Former President of Maldives and opposition leader Mohamed Nasheed has reportedly been dragged into court by the police to face terror charges for ordering the arrest of a top judge while in office in January 2012.
Nasheed, who was arrested on Sunday, complained of being manhandled by the police after he had ignored previous attempts at preventing him from speaking to the press outside the court, reported the BBC.
He was denied bail and later seen with his arm in a sling.
His Maldivian Democratic Party condemned the "blatant denial of due process" by the Maldives prosecutor-general and called for his immediate release.

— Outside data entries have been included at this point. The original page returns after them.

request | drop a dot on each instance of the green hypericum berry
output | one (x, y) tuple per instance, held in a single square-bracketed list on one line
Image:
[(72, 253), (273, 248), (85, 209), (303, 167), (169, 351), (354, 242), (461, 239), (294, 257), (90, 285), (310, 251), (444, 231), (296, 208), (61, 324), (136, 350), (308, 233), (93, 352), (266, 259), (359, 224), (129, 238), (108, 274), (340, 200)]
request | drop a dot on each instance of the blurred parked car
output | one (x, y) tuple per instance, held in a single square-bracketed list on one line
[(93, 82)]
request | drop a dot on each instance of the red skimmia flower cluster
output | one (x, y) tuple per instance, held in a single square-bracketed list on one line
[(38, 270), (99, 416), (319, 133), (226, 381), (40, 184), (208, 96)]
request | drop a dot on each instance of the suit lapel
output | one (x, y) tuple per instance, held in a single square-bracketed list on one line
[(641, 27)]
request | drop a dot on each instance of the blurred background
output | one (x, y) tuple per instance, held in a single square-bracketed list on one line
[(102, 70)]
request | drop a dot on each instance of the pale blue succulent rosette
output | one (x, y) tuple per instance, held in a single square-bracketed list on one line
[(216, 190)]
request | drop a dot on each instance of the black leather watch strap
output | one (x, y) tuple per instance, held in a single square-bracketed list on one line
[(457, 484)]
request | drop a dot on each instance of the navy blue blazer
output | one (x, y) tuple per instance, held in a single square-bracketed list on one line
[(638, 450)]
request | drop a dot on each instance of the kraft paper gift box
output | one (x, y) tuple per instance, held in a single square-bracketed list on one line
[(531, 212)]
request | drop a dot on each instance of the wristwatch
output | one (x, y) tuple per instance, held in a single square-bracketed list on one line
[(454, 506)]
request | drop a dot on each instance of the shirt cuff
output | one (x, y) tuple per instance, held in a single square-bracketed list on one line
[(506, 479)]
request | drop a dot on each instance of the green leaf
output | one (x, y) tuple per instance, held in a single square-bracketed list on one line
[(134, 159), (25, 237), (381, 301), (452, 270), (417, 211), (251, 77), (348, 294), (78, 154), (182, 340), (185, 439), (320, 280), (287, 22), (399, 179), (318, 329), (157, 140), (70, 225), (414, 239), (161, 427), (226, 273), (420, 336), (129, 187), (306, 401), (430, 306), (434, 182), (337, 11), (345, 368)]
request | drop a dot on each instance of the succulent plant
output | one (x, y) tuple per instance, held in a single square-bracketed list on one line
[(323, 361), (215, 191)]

The court has given him three days to appoint a lawyer.
The report quoted his adviser as saying that he wanted to appeal but faced bureaucratic obstacles in doing so.
Maldives Foreign Minister Dunya Maumoon said that the case pertained to the "kidnapping and abduction of an innocent person" and such activities were charged under anti-terror laws in the Maldives legal system.
She added that Nasheed was being kept in custody because he had a "history of avoiding and evading the courts."
Nasheed is a former human rights campaigner who served as the first democratically elected President of Maldives from 2008 to 2012 until he was forced to resign amid an army mutiny and public protests over the judge's fate.
He claimed that he was removed by a coup, a claim that was denied by his vice-president, Abdulla Yameen , who replaced him.
Yameen was elected to office in controversial polls in 2013 and is the half-brother of Maumoon Abdul Gayoom, who has been widely accused of autocracy.
The report said that Nasheed's arrest only adds to the growing instability in the country.